Monday, October 04, 2010 (Bloomberg) – Oil may rise to the second-highest annual level on record next year on demand from China, India and Brazil, upsetting OPEC and threatening the nascent recovery in developed countries.
West Texas Intermediate crude, the U.S. benchmark grade, will average $85 in 2011, compared with $77.70 this year, according to the median of 23 analyst forecasts in a Bloomberg News survey, the highest price for any year except for $99.75 in 2008. Goldman Sachs Group Inc., which correctly predicted a year ago that oil would reach $85 a barrel by the end of 2009, said oil’s mean price will be $100 next year.
While China, India and Brazil need fuel to feed their growing economies, members of the Organization of Petroleum Exporting Countries say higher prices aren’t in the group’s interest and threaten the recovery. The International Monetary Fund’s No. 2 official, John Lipsky, said last week that the global economy’s “sluggishness will persist into 2011.”

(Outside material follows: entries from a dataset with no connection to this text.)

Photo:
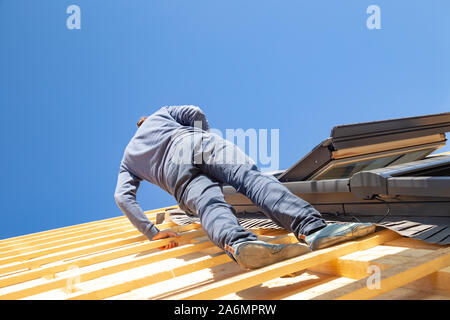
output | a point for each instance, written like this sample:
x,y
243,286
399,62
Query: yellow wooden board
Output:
x,y
110,259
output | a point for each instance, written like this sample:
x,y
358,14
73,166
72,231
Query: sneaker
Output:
x,y
257,254
336,233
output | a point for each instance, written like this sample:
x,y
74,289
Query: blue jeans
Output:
x,y
212,162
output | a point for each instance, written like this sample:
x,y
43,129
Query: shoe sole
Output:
x,y
253,256
358,232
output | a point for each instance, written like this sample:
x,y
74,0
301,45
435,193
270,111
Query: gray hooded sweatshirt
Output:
x,y
146,155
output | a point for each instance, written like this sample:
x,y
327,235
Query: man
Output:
x,y
174,150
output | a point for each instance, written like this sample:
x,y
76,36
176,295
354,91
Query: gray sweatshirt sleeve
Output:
x,y
189,116
125,196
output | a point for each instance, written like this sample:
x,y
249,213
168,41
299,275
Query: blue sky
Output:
x,y
70,98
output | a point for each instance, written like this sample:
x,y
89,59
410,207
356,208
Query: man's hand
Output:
x,y
167,234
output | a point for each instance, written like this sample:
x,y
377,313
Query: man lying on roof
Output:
x,y
173,149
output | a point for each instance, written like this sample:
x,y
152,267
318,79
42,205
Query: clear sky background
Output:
x,y
70,99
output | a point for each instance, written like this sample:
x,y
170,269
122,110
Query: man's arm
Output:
x,y
188,116
125,196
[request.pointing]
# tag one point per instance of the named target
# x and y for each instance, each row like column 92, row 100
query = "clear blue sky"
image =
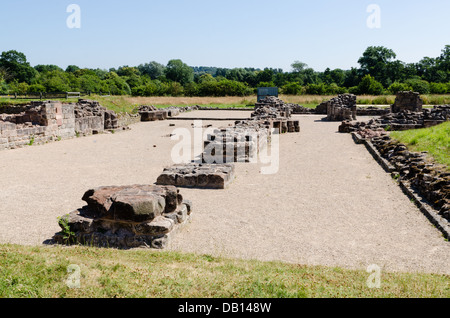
column 244, row 33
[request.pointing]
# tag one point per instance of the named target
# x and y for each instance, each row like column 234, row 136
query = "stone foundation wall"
column 126, row 217
column 42, row 122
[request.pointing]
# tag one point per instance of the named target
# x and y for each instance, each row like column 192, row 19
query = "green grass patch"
column 41, row 272
column 435, row 140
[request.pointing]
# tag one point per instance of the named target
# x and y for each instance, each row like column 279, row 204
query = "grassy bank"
column 435, row 140
column 130, row 103
column 42, row 272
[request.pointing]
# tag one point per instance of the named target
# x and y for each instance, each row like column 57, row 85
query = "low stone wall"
column 424, row 181
column 126, row 119
column 40, row 123
column 404, row 120
column 151, row 113
column 126, row 217
column 194, row 175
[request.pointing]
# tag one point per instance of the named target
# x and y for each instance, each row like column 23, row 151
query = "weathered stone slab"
column 204, row 176
column 126, row 217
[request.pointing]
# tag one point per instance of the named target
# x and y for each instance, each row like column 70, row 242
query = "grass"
column 42, row 272
column 129, row 104
column 434, row 140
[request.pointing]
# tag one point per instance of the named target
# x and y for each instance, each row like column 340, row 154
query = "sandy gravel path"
column 329, row 204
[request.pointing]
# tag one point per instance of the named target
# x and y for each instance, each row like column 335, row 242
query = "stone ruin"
column 235, row 144
column 243, row 141
column 407, row 101
column 151, row 113
column 195, row 175
column 42, row 122
column 126, row 217
column 343, row 107
column 225, row 146
column 403, row 120
column 92, row 118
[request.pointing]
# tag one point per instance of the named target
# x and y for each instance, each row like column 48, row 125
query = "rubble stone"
column 194, row 175
column 126, row 217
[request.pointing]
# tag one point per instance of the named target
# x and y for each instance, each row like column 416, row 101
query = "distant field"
column 130, row 103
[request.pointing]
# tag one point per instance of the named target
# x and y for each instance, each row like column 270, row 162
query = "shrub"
column 418, row 85
column 370, row 86
column 36, row 88
column 316, row 89
column 438, row 88
column 293, row 88
column 396, row 87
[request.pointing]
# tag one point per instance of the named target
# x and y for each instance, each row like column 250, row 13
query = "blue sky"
column 244, row 33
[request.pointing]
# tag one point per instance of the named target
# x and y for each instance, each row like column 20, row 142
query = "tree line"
column 379, row 73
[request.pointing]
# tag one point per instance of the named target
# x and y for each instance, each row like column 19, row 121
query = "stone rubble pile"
column 340, row 108
column 235, row 144
column 151, row 113
column 126, row 217
column 432, row 181
column 92, row 118
column 403, row 120
column 195, row 175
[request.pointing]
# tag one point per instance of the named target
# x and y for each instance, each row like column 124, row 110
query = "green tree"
column 177, row 71
column 298, row 67
column 376, row 61
column 370, row 86
column 16, row 66
column 153, row 69
column 47, row 68
column 72, row 68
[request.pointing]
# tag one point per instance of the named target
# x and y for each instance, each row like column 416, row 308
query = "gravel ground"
column 329, row 204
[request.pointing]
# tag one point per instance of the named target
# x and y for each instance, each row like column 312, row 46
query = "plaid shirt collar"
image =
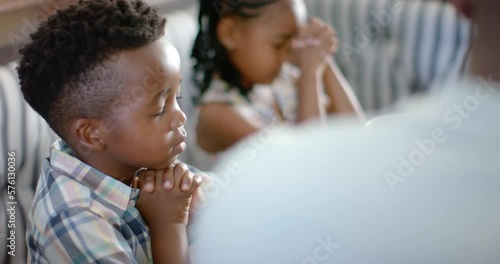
column 106, row 187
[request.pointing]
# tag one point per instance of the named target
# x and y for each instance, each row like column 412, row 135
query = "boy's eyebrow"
column 163, row 92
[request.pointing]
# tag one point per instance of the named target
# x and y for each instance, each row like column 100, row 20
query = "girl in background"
column 259, row 63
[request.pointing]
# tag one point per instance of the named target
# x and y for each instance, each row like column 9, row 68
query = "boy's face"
column 145, row 125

“High oil prices have acted as the equivalent of a tax on consumers,” said Peter Beutel, president Cameron Hanover Inc., a trading-advisory company in New Canaan, Connecticut, who has followed the oil market for 30 years. “These artificially high prices lead to a lack of unity and cooperation among OPEC members.”
Dr. Pinna says:
The rise in the cost of energy will hurt those countries who are suffering in this depression. The U.S., in particular, with its huge cars and suburban life style, will lose the ability to pay workers and buy goods as its money goes to purchase energy.